L
e commandant a dit : c'est un grand jour aujourd'hui ! Après plusieurs mois d'entrainement, Samy et ses camarades vont mettre en pratique les leçons apprises dans la jungle et les meilleurs seront récompensés. Pister et attraper un animal ? Non. Allumer un feu ? Non plus. Quoi alors ? Comment massacrer tout un village à la machette, sans distinction ni d'âge, ni de sexe. Mais Samy ne sait pas jouer à la bête sauvage et sanguinaire. Pourtant, s'il veut survivre parmi les lions, il va devoir le devenir.
Comme l'avait fait récemment le percutant Teddy Bear, L'envers des nuages aborde le sérieux problème des enfants soldats, à la différence que le premier se focalise sur l'histoire d'un seul garçon alors que le second y juxtapose le travail et l'implication des bénévoles, le mettant ainsi en valeur. Frédéric Richaud partage ainsi son intrigue en deux visions : celle d'un jeune Africain victime des rafles de milices rebelles et celle de Florence Akerman, reportrice dépêchée par le CICR (Comité international de la Croix-Rouge). Attention, le traitement s'avère très réaliste, sur le fond comme la forme. La violence s'affiche sans ménagement, puisque c'est ainsi que va le monde. L'emprise psychologique des chefs, le harcèlement qui vise à transformer ces orphelins encore innocents en petits guerriers sans cervelle est explicite. En contre-point, L'action des volontaires guidés par leur cœur parait certes nécessaire et pourtant bien dérisoire, un être sauvé pour combien de perdus ? Néanmoins, ces destins se rejoindront dans un final empreint d'un positivisme salvateur dans cet univers brutal. Un dossier à la fin de l'ouvrage revient en détail sur les objectifs complexes du groupe, complétant utilement le sujet.
Le dessin de Rafael Ortiz ne joue pas la carte de l'esthétique et préfère celle de l'authenticité. Son trait dur d'épaisseur irrégulière et les aplats noirs sans dégradé génèrent une sévérité dans le ton du récit. Les scènes difficiles impactent la rétine, tout comme les expressions des visages, fortes.

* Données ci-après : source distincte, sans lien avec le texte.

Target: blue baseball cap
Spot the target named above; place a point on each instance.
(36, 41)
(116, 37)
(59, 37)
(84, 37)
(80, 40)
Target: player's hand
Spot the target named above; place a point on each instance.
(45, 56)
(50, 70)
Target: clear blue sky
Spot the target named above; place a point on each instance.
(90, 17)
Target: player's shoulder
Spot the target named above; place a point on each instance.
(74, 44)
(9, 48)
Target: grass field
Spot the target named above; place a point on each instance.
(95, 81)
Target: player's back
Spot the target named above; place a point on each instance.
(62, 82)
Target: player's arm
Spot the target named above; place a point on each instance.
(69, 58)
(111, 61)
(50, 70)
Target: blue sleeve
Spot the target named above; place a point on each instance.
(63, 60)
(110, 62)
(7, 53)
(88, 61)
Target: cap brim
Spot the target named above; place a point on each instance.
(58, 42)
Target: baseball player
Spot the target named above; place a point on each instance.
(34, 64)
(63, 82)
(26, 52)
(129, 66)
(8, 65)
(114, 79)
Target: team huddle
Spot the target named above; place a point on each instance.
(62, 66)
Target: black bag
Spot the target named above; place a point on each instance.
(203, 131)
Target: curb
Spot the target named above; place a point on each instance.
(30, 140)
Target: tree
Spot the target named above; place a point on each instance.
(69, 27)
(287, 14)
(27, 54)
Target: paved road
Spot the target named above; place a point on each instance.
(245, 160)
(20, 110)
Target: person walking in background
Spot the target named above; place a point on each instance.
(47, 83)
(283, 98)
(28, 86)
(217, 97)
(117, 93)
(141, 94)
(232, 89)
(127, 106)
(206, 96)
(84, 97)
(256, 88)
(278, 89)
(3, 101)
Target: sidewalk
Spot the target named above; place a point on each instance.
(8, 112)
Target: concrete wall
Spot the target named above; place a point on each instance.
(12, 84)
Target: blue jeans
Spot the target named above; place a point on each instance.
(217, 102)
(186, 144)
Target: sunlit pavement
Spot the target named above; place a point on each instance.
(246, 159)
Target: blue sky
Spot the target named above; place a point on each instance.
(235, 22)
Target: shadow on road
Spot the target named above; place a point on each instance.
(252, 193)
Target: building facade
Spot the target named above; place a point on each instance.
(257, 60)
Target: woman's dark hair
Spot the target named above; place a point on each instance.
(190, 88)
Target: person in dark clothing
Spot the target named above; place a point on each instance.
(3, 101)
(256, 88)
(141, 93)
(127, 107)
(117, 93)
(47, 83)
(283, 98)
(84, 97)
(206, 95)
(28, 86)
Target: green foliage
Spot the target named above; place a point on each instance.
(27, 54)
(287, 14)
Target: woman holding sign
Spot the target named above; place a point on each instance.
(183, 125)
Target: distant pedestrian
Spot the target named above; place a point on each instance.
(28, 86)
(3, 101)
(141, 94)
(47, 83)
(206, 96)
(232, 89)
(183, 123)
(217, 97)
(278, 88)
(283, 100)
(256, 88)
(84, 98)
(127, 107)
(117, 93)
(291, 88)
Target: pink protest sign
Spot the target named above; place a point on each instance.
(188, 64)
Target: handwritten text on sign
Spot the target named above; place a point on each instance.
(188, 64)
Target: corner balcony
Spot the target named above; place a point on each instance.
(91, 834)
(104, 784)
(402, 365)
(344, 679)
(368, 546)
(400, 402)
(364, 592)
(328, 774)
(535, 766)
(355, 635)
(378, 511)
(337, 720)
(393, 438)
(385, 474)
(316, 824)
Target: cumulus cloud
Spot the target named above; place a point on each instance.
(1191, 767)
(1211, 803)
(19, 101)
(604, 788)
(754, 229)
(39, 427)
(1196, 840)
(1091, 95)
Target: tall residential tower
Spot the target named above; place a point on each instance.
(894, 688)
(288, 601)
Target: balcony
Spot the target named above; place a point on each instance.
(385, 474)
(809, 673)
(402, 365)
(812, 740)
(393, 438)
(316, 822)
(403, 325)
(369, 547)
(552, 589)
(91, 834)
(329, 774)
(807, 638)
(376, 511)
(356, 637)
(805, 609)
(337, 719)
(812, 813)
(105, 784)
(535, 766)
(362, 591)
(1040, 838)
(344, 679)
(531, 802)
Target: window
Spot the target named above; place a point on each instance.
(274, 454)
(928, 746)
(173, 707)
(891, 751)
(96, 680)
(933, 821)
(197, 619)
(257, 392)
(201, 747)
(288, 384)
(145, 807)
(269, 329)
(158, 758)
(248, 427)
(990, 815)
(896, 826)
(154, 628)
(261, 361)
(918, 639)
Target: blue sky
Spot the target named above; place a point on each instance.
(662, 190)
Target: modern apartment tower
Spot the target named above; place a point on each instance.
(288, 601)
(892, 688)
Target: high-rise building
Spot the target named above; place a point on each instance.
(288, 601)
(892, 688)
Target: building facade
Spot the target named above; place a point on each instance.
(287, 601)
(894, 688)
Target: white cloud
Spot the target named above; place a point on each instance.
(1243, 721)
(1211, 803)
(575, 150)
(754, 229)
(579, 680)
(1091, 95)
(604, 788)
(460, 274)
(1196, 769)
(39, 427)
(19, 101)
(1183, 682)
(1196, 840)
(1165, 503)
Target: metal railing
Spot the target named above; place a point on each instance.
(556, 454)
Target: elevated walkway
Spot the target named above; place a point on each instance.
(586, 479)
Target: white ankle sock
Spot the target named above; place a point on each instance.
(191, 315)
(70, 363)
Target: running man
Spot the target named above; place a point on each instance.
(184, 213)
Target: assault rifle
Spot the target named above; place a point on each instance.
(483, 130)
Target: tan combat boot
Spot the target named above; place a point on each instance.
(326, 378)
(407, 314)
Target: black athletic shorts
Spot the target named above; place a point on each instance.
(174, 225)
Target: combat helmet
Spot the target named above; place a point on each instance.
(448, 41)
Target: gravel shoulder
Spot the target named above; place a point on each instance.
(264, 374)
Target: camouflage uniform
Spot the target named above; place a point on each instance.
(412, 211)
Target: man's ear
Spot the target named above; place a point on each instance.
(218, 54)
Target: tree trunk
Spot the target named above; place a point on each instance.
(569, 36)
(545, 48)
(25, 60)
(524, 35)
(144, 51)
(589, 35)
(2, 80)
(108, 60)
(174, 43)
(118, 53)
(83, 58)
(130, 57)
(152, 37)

Veiller au respect du droit humanitaire, en particulier en ce qui concerne la protection et le bien-être des enfants, telle est la lourde mission du CICR. Une goutte d'eau dans la mer de sang versé au nom quoi de direz-vous ? Peut-être, mais c'est mieux que de s'indigner devant la télé.
Le thème de cette bd a pour objet les enfants-soldats en Afrique. C'est vraiment horrible de la part de ceux qui les utilise contre l'armée régulière de leur gouvernement pour les faire tomber dans la violence et le sang. On peut comprendre qu'il y ait autant de réfugiés à travers le monde pour fuir de pareille atrocité. Cependant, le problème doit se résoudre dans ces pays qui doivent retrouver paix et stabilité.
Cette fiction est inspirée malheureusement de faits réels et publiée avec le parrainage du Comité International de la Croix-Rouge (CICR). Le point de vue de ce drame est de mettre en avant l'engagement des humanitaires occidentaux sur place qui se débatte pour sauver des vies. Certes, il y a bien entendu la condition des enfants soldats et la manière dont ils sont endoctrinés pour servir. Certaines scènes sont réellement atroces et cette bd ne sera pas à placer entre toutes les mains.
Pour le reste, je suis convaincu de l'utilité d'une telle oeuvre pour faire progresser l'humanité à travers le monde et notamment en Afrique noire qui en a grandement besoin.
Un album fort, utile, marquant.
Pas de fioritures, et une qualité trop rare dans ce type d'albums, à la vocation pédagogique et journalistique : on ne s'ennuie pas une seconde. Hélas, pourrait-on dire…
Un scénario simple, mais solide, un dessin réaliste qui aident tout deux à faire passer le message, et envie de se lever.